Un matin, alors que l'aube est encore teintée par la couleur de la nuit, mon père part. Je l'entends claquer doucement la porte d'entrée, puis le bruit léger de sa canne contre les trois marches qui mène vers le jardin, puis plus rien. Le vent est tombé. Quand je me lève, le soleil est haut dans le ciel sans nuage. Vers midi, il revient. Ses chaussures sont usées, son pantalon de toile est rougi par la poussière des sentiers, et son visage est grave. Il me frôle, ne parle pas, ne dit rien, c'est à peine s'il respire, et il reprend sa place sur la chaise, dans la cuisine, à côté de la fenêtre. Il ne me dira jamais ce qu'il a fait, ce matin-là.
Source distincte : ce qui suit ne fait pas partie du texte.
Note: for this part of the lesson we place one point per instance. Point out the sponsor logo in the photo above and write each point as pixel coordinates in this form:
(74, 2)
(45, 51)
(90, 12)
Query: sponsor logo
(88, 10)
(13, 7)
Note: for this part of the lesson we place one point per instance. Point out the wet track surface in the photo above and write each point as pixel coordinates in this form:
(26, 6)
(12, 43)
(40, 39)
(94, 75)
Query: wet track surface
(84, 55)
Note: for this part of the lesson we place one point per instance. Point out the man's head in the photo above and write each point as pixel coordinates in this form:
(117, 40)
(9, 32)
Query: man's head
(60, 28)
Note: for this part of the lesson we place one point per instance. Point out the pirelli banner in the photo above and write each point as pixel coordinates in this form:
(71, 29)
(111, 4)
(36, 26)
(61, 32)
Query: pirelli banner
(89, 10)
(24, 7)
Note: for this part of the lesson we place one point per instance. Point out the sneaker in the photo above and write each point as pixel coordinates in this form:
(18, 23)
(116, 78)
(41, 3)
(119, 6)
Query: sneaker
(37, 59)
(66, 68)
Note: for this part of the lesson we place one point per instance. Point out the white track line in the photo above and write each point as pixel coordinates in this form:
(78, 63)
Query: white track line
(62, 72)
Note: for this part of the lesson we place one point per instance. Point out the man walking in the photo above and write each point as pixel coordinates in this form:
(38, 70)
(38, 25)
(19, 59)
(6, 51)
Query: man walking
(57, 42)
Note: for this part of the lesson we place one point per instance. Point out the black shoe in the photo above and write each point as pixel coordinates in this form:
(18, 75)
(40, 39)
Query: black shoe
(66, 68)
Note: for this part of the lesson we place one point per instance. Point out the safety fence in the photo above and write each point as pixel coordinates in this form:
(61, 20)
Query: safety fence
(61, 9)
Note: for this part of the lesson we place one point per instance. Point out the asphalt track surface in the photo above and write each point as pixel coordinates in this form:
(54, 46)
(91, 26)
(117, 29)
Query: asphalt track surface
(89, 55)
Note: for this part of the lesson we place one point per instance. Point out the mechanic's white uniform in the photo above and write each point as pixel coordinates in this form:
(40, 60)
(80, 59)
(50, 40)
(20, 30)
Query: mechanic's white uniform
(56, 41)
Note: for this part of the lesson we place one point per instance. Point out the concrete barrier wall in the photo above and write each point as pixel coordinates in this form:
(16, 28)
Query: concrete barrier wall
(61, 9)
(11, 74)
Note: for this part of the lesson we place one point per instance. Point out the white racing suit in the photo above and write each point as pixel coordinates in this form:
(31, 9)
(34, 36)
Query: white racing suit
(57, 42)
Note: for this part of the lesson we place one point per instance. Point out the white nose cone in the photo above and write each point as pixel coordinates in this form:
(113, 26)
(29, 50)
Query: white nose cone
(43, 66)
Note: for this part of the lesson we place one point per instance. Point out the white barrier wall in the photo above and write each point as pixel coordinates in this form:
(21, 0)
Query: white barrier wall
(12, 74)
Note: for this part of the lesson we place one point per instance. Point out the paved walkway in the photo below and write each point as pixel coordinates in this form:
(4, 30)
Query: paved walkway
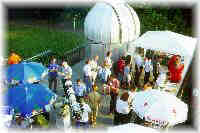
(103, 120)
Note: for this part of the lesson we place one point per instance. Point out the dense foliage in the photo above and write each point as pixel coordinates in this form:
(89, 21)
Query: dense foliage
(28, 40)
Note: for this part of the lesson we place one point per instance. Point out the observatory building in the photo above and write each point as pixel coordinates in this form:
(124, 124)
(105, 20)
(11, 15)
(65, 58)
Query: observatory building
(111, 26)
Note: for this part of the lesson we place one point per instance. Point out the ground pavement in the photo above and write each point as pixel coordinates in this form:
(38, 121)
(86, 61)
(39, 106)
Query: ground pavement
(103, 120)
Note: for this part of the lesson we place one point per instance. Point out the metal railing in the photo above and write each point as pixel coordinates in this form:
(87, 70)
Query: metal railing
(75, 55)
(72, 56)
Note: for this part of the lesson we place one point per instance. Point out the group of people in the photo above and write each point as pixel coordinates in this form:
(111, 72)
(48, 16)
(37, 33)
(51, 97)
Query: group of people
(85, 96)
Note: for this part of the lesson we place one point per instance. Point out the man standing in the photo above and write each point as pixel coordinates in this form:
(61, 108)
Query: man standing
(114, 91)
(66, 73)
(80, 90)
(53, 74)
(147, 68)
(108, 61)
(94, 68)
(14, 58)
(138, 64)
(94, 102)
(87, 70)
(84, 115)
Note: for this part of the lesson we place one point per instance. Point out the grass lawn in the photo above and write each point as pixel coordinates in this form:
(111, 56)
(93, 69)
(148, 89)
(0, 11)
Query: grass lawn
(29, 40)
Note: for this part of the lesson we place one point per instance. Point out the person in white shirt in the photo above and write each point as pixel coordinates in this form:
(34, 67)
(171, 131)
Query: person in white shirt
(131, 93)
(138, 64)
(84, 115)
(147, 68)
(108, 61)
(123, 111)
(94, 68)
(87, 70)
(127, 75)
(66, 73)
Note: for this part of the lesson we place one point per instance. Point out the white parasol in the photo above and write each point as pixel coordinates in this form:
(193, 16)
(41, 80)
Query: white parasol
(130, 128)
(160, 107)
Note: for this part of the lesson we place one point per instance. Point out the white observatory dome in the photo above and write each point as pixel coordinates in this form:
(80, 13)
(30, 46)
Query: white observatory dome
(111, 23)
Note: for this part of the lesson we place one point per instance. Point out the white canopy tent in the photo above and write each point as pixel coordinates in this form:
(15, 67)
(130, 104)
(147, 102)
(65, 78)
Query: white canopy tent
(169, 42)
(131, 128)
(110, 26)
(112, 22)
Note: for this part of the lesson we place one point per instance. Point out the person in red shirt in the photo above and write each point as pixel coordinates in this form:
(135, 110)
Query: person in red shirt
(120, 68)
(14, 58)
(175, 69)
(114, 85)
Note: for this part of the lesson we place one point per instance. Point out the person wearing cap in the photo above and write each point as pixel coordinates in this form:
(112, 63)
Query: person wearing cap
(83, 122)
(94, 102)
(87, 77)
(53, 74)
(66, 73)
(14, 58)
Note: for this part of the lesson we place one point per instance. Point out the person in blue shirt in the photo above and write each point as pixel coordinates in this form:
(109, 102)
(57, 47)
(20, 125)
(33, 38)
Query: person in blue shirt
(53, 74)
(80, 90)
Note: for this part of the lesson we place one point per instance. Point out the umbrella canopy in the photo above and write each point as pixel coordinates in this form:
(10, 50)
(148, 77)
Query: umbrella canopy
(160, 107)
(25, 72)
(169, 42)
(131, 128)
(26, 98)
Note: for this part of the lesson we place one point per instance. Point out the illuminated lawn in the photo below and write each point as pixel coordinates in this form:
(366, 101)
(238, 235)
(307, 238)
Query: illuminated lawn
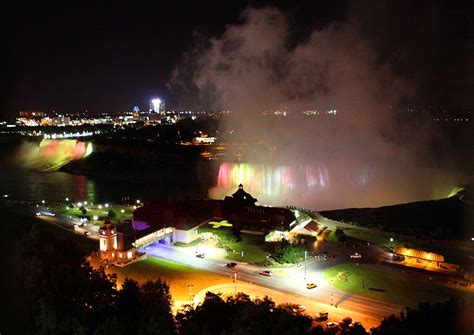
(252, 248)
(251, 245)
(375, 237)
(177, 276)
(389, 285)
(101, 213)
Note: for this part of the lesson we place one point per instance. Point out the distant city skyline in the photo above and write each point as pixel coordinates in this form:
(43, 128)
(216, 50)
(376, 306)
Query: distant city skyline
(110, 58)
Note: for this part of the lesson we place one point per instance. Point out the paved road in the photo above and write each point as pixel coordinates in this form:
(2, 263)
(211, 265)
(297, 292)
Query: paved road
(290, 281)
(286, 281)
(67, 222)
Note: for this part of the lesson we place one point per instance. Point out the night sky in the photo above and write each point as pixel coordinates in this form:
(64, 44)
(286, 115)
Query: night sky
(109, 57)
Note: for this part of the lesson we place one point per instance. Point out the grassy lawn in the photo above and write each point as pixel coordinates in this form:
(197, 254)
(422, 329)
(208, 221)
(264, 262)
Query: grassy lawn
(251, 245)
(177, 276)
(101, 213)
(380, 239)
(390, 285)
(331, 238)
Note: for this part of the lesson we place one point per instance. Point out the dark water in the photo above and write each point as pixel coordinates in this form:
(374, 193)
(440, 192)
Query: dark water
(29, 185)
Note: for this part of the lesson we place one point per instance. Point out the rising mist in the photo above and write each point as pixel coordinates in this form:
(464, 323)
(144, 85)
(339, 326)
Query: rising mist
(369, 154)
Je l'appelle, mais il ne se détourne pas.
Je m'arrête dans l'encadrement de la porte, et le silence est si lourd que je me sens gêné. La sensation diffuse que quoi que je dise, quels que soient mes mots, qu'importe la tournure de ma phrase, que chaque souffle même troublera cet instant, s'insinue dans ma tête et ralentit ma respiration. Je me détache du mur, m'apprête à sortir moi aussi, à aller regarder la mer, peut-être marcher jusqu'au port, lorsque la voix de mon père me retient.
Ses cheveux blancs brillent comme un halo autour de son visage.
Il dit lentement, une seule fois :
- Tu pars demain.
Et le silence résonne si fort que c'est comme si mon cœur explose.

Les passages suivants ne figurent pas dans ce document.